The issue is that LW handwavy preaches it as lifestyle of some kind (instead of studying it rigorously as idealized model). It is also unlike the ideal models in physics. Ideal gas is a very close approximation to air at normal conditions. Computationally unbounded agent on other hand… it’s to bounded agent as ideal gas from classical physics is to cooking omelette.
I doubt even the ‘coming up with good approximations to it’ offers anything (for human self improvement) beyond trivial ‘making agent win the most’. One has to do some minor stuff, such as e.g. studying math, and calculating probabilities correctly in some neat cases like medical diagnosis. Actual winning the most is too much about thinking about the right things.

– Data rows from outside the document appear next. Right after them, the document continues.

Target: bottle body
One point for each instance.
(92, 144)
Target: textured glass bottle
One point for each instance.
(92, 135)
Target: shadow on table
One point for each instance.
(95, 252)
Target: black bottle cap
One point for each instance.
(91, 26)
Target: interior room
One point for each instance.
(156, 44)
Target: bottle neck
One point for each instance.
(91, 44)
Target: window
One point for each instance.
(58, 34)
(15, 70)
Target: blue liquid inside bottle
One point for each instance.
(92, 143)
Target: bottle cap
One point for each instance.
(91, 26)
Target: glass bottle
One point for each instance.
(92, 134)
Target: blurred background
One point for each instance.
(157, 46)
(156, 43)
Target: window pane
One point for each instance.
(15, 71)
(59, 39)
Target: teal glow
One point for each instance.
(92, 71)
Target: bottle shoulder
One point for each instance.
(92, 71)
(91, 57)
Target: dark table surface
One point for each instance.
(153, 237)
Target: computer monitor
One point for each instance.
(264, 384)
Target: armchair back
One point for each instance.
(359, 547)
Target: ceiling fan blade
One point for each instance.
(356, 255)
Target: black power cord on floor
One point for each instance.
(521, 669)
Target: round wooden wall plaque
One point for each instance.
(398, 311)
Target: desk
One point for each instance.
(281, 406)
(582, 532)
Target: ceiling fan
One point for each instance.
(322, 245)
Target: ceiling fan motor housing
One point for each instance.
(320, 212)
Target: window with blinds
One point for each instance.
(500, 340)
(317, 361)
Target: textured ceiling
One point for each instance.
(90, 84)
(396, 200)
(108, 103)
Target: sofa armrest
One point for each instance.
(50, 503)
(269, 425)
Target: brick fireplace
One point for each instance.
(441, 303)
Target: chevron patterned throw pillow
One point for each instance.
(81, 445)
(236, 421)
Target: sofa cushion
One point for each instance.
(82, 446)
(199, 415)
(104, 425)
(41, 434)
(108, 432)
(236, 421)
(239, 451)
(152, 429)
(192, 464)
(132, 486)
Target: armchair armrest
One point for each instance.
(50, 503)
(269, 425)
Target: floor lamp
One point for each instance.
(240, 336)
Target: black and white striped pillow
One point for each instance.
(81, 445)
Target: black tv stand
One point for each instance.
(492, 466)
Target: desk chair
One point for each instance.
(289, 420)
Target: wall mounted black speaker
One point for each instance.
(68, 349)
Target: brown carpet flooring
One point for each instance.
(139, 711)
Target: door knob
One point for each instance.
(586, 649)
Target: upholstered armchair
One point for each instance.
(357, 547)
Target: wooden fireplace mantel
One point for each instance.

edit: and about strategies, and about agent-agent interaction where you want to take in reasoning by other agents but don’t want to be exploited, don’t want other agent’s failures to propagate to you, don’t want to fall prey to odd mixture of exploitation and failure where the agent takes own failed reasoning seriously enough to convince you but not seriously enough to allow that failure to damage itself, etc. Overall, a very very complex issue.
The LessWrong community is made up of a lot of people that concern themselves with all kinds of things. I get annoyed when I hear people generalizing too much about LessWrong members, or even worse, when they talk about LessWrong as if it is a thing with beliefs and concerns. Sorry if I’m being too nit-picky.